- Revenue increased by 17.4% supported by high client demand in energy and infrastructure markets, in particular for offshore wind solutions
- EBIT margin continues upward trajectory, supported by all four regions and all business lines
- Impact of inflationary and supply chain challenges largely mitigated
- Operating cash flow increase offset by higher capital expenditure
- 12-month backlog is up substantially by 33.9%, supported by all four regions
- Outlook full-year 2022: ongoing revenue growth, margin expansion and positive free cash flow
Key figures (x EUR million) unaudited |
Q3 2022 |
Q3 2021 |
YTD 2022 |
YTD 2021 |
Revenue |
480.2 |
378.0 |
1,313.2 |
1,051.3 |
comparable growth1 |
17.4% |
3.7% |
17.3% |
0.1% |
EBITDA2 |
83.1 |
57.8 |
180.6 |
130.7 |
EBIT2 |
52.4 |
28.8 |
90.4 |
45.4 |
EBIT margin2 |
10.9% |
7.6% |
6.9% |
4.3% |
Cash flow from operating activities after investing (free cash flow)3 |
69.5 |
77.4 |
(5.3) |
24.9 |
Backlog next 12 months |
1,348.3 |
930.9 |
1,348.3 |
930.9 |
comparable growth1 |
33.9% |
8.9% |
33.9% |
8.9% |
1. Corrected for currency effect
2. Adjusted for specific items
3. Including discontinued operations
Mark Heine, CEO: “I am pleased to report a solid set of results. In uncertain macro-economic and geopolitical times, we continue to experience strong demand for our solutions for the energy transition and climate change adaptation. We are involved in numerous site characterisations for offshore wind parks, including Thor in Denmark and Atlantic Shores in the US. Within days of Hurricane Ian making landfall in Florida we completed damage assessments, which will allow the hardest hit communities to recover from this catastrophic event as quickly as possible.
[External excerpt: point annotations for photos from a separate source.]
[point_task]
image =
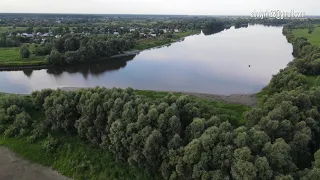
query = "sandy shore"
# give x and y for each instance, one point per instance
(13, 167)
(244, 99)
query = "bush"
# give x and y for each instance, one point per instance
(50, 144)
(24, 52)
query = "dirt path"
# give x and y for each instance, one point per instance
(13, 167)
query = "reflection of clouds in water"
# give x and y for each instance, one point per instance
(210, 64)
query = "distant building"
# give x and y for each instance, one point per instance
(27, 35)
(143, 35)
(47, 35)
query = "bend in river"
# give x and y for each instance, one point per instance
(216, 64)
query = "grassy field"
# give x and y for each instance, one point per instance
(11, 57)
(314, 37)
(148, 43)
(74, 158)
(9, 29)
(78, 159)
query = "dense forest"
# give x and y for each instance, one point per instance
(176, 137)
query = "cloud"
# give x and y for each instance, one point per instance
(205, 7)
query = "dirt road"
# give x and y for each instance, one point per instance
(13, 167)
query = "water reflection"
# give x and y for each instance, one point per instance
(211, 62)
(95, 68)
At the same time, the urgency for balancing affordability, sustainability and reliable energy is leading to increased interest in the traditional energy markets, in particular in LNG. Recently, we have been engaged to perform site investigation and consulting services for FLNG projects in Altamira, Mexico and the US Gulf of Mexico.
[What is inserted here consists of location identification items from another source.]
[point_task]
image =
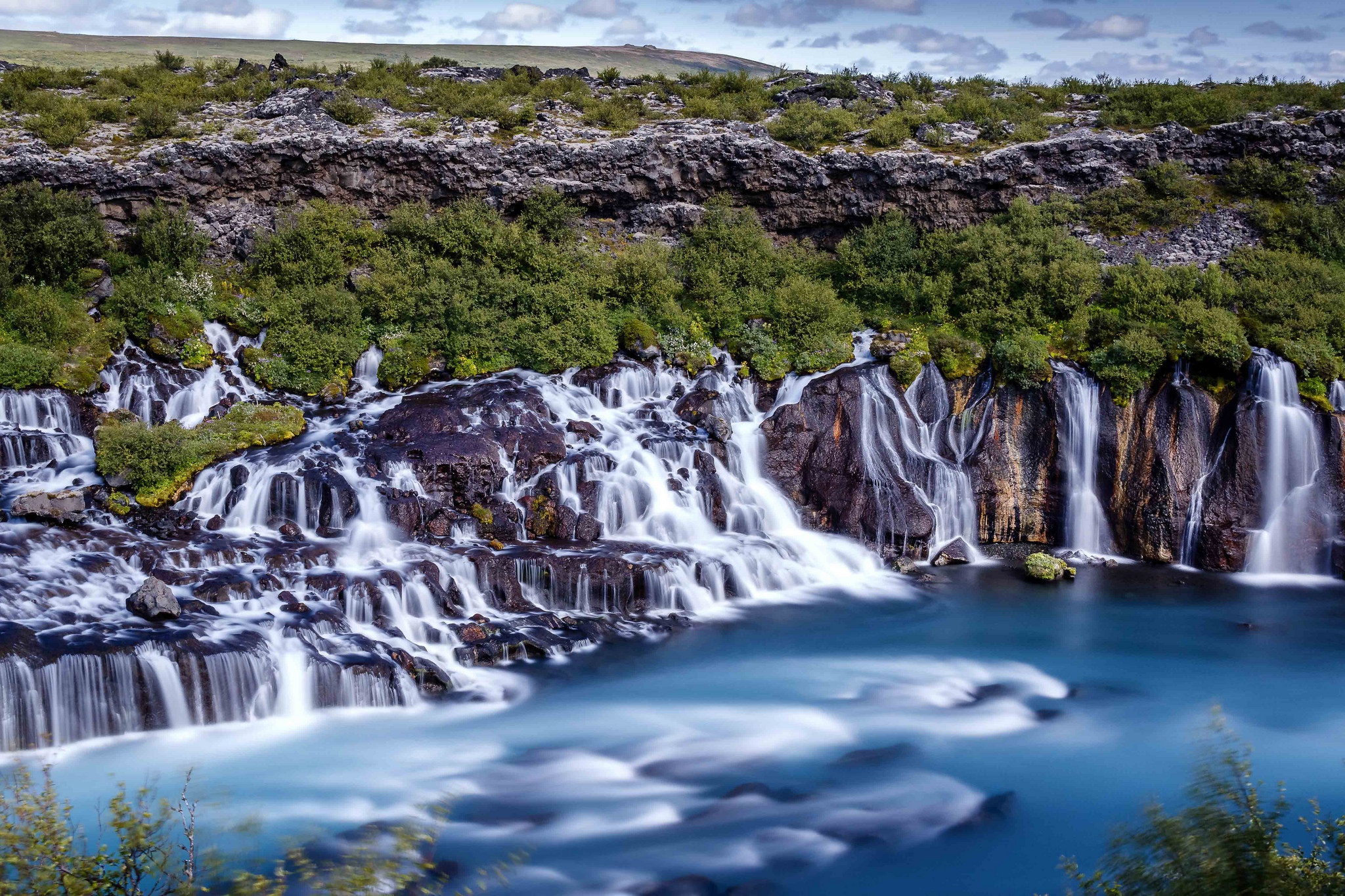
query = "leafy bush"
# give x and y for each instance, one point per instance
(167, 237)
(956, 354)
(1129, 363)
(808, 125)
(346, 109)
(550, 215)
(1227, 840)
(1256, 177)
(405, 364)
(1164, 198)
(169, 60)
(160, 463)
(155, 119)
(1023, 359)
Our EBIT margin increased in all regions. We realised further improvement in the operational performance of our land business and, through improved pricing of our solutions, we are mitigating the impact of unprecedented inflation and supply chain pressures. In line with these developments and to support the ongoing growth, full-year capex is now estimated at around EUR 125 million.
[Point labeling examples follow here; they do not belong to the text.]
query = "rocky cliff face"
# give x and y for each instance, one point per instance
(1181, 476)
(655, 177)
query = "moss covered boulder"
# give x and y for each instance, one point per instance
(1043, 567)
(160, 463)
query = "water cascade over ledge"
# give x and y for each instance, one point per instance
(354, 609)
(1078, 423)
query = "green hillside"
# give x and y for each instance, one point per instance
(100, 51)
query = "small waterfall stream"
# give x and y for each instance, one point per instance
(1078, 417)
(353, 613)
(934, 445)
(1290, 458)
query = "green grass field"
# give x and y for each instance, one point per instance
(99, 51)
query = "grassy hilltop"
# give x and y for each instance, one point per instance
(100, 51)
With our solutions for the energy transition, climate change adaptation and sustainable infrastructure, we are well placed to capitalise on the strength of our end-markets, with clients seeking to secure capacity, also beyond the coming 12 months. We are making good progress on our Path to Profitable Growth and we are on track to deliver on our mid-term targets.”